Доктор учинил Васильеву унизительный и бессмысленный допрос: он спрашивал, не было ли у него в молодости тайных пороков, ушибов головы, увлечений, странностей и т. д. Этот допрос возмутил студента до глубины души, — он полон высокого горения, его мозг ищет путей спасения людей от зла и преступлений, а доктор с равнодушием профессионала регистрирует лучшие порывы его души медицинскими терминами.
«Может быть, все вы и правы! — говорит Васильев, поднимаясь и начиная быстро шагать из угла в угол. — Может быть! Но мне все это кажется удивительным! Что я был на двух факультетах — в этом видят подвиг; за то, что я написал сочинение, которое через три года будет брошено и забудется, меня превозносят до небес, а за то, что у меня душа болит, за то, что о падших женщинах я не могу говорить так же хладнокровно, как об этих стульях, меня лечат, называют сумасшедшим, сожалеют».

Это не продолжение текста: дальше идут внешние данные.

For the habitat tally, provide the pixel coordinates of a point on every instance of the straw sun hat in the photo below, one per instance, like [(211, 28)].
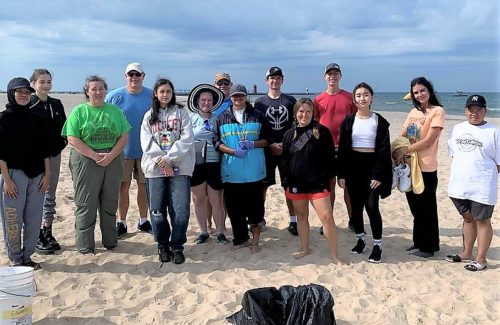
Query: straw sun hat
[(194, 95)]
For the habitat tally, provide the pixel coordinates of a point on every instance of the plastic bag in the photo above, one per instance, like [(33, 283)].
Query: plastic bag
[(311, 304)]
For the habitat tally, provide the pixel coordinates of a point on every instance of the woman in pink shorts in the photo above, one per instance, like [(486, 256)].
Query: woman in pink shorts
[(308, 162)]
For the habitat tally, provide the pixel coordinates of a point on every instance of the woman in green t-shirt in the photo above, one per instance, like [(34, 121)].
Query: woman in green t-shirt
[(97, 133)]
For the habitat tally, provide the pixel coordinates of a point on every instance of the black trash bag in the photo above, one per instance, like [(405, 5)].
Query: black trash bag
[(311, 304)]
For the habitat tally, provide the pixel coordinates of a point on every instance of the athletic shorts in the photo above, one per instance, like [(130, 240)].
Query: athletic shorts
[(133, 167), (207, 172), (272, 161), (478, 210), (306, 196)]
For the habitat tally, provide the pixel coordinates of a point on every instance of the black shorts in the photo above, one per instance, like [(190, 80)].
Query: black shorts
[(207, 172), (478, 210), (272, 161)]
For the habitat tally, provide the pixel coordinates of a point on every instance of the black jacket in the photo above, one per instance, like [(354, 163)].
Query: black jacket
[(308, 169), (382, 171), (23, 139), (53, 111)]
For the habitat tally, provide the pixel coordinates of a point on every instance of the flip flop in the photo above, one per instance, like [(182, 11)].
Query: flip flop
[(456, 259), (475, 266)]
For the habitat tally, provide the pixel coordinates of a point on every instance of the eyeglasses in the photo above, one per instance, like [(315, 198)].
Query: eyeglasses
[(23, 92), (134, 74), (207, 126), (223, 83)]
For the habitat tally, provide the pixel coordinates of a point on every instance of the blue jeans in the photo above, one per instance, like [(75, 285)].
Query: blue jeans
[(172, 193)]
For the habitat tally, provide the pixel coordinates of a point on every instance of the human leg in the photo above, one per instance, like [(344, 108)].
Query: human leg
[(234, 202), (178, 209), (32, 216), (199, 194), (301, 207), (108, 202), (12, 211), (324, 210), (87, 181)]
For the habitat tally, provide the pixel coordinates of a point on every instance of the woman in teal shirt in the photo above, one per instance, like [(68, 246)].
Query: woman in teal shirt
[(97, 133)]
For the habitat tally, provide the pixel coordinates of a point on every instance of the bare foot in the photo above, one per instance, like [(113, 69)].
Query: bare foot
[(246, 243), (338, 261), (301, 254), (255, 248)]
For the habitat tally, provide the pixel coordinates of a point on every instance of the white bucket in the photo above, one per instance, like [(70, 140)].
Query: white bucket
[(17, 289)]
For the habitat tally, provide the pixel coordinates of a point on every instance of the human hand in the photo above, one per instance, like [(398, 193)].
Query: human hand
[(276, 148), (247, 144), (44, 183), (374, 184), (240, 153), (10, 188), (341, 182)]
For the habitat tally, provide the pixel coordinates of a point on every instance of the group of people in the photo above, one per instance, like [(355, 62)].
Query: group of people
[(223, 152)]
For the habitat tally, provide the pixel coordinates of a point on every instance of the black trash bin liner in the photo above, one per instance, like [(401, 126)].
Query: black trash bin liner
[(311, 304)]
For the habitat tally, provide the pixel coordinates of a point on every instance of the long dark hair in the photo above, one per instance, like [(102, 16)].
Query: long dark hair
[(155, 107), (433, 100), (296, 107), (362, 85)]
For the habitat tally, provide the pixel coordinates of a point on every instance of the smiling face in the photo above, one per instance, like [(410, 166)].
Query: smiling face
[(304, 114), (134, 80), (164, 94), (475, 114), (43, 85), (332, 78), (363, 98), (22, 96), (421, 94), (206, 102), (96, 93)]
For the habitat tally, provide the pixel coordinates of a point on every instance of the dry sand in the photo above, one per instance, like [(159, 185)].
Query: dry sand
[(127, 285)]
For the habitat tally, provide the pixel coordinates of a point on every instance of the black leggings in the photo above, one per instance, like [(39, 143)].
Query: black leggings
[(425, 217), (362, 196), (245, 206)]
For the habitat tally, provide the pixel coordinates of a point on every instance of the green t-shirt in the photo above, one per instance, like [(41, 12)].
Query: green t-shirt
[(98, 128)]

Слова Васильева нисколько не тронули доктора. Он с многозначительным и понимающим видом дал ему попить капель и прописал два рецепта — бром и морфий.

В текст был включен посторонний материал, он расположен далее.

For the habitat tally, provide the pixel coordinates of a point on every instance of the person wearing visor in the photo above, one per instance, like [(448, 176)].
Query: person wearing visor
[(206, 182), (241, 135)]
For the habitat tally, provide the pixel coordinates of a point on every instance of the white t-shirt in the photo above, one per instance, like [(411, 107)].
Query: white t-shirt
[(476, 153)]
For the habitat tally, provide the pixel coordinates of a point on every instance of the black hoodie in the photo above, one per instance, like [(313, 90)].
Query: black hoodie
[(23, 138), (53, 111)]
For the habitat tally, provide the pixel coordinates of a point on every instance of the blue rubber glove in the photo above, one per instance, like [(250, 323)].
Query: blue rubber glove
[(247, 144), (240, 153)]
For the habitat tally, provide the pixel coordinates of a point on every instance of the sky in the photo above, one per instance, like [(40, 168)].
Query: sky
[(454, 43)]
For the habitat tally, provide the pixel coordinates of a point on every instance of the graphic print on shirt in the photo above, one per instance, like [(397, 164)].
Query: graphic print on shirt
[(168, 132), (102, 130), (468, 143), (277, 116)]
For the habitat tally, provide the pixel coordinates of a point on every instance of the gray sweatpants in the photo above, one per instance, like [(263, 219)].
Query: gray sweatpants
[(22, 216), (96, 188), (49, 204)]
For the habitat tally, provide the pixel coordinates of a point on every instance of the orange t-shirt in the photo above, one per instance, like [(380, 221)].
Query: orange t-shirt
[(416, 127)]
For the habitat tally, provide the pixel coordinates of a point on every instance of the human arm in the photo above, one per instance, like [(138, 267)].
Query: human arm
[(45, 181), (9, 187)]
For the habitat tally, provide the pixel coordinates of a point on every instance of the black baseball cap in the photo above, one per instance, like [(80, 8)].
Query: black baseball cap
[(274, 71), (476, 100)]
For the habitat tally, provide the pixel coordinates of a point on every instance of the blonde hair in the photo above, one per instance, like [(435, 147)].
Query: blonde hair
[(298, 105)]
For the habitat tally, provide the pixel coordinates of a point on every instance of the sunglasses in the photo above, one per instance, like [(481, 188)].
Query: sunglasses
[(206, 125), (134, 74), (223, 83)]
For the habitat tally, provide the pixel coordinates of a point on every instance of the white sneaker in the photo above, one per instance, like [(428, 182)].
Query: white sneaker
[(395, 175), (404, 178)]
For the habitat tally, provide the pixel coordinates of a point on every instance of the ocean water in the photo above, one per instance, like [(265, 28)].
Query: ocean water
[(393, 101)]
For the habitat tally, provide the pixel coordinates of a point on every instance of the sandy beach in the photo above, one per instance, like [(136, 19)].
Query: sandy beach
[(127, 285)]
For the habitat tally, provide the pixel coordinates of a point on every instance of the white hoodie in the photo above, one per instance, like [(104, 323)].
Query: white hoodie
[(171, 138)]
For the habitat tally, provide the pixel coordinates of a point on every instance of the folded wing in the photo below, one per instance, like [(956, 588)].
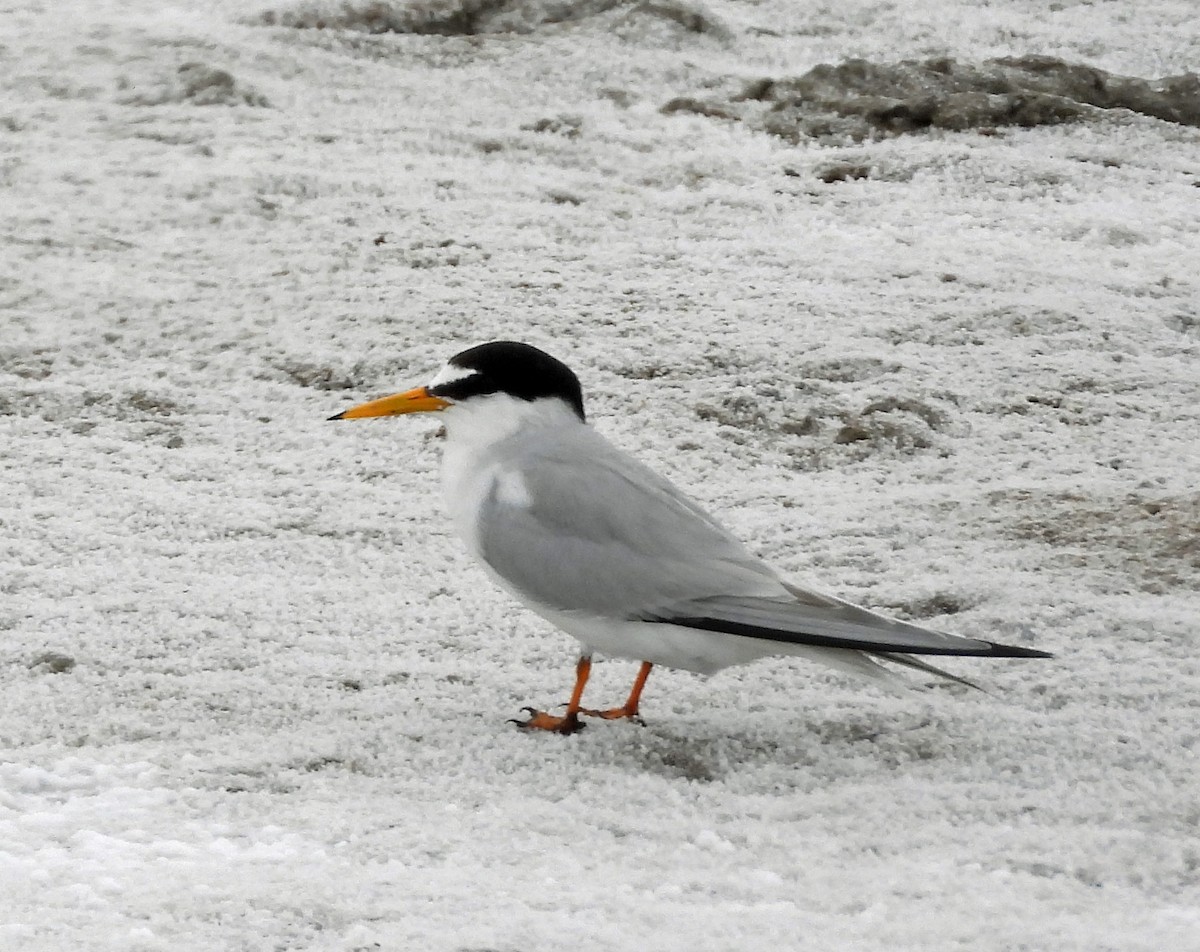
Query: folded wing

Трудно дать более яркий, исчерпывающий и правдивый образ Гаршина, чем это сделал Чехов в своей короткой новелле.
Еще в Петербурге, после казни Млодецкого, Гаршин говорил друзьям, что ему необходимо повидаться с Толстым, разрешить в беседе с великим писателем мучившие его вопросы.
Сейчас, находясь в Туле, недалеко от имения Л. Н. Толстого, Гаршин устремился к нему. Он нес Толстому свои планы переустройства жизни и спасения людей от зла и несправедливости.
Вращаясь в кружках петербургских литераторов, Гаршин, по-видимому, слышал, что Толстой переживает глубокий внутренний кризис, и это еще больше усиливало его желание поведать писателю свои мысли и сомнения.
Семья Толстых сидела в зале за большим столом и обедала, когда лакей доложил Льву Николаевичу, что внизу дожидается какой-то мужчина.
Толстой поднялся и вышел к посетителю. В передней устоял бедно одетый молодой человек и смотрел на него огромными, прекрасными глазами. На губах неизвестного играла улыбка.
Лев Николаевич удивленно спросил:
— Что вам угодно?
— Прежде всего мне угодно рюмку водки и хвост селедки, — ответил странный посетитель и вновь улыбнулся.
Илья Львович Толстой в своих воспоминаниях образно описывает эту сцену: «Никак не ожидавший такого ответа, папа в первую минуту как будто даже растерялся. Что за странность? Человек трезвый, скромный на вид, по-видимому, интеллигентный, что за дикое знакомство? Он взглянул на него еще раз своим глубоким, пронизывающим взглядом, еще раз встретился с ним глазами и широко улыбнулся.
Улыбнулся и Гаршин. Как ребенок, который только что наивно подшутил и смотрит в глаза матери, чтоб узнать, понравилась ли шутка.
И шутка понравилась.
Нет, конечно, не шутка, а понравились глаза этого ребенка — светлые, лучистые и глубокие. Во взгляде этого человека было столько прямоты и одухотворенности, вместе с тем столько чистой, детской доброты, что, встретив его, нельзя было им не заинтересоваться и не пригреть его».
Лев Николаевич приказал лакею подать водки и какой-нибудь закуски и попросил Гаршина снять пальто и войти в кабинет.
— Вы, верно, озябли? — ласково сказал он, внимательно вглядываясь в гостя.
Выпив рюмку водки и закусив, Гаршин назвал свою фамилию и сказал, что он «немножко» писатель.
По письмам Тургенева можно установить, что Толстой уже слышал о писателе Гаршине и даже, по совету Тургенева, прочел его первые рассказы. Скромность Гаршина его тронула.
Он с интересом отнесся к своему странному гостю. Талант Гаршина, его личное участие в войне, взволнованные поиски правды жизни, горячие, трогательные речи о необходимости всеобщего: примирения и всепрощения, так гармонировавшие с глубокими личными переживаниями самого Толстого, вызвали в великом писателе симпатию и сочувствие.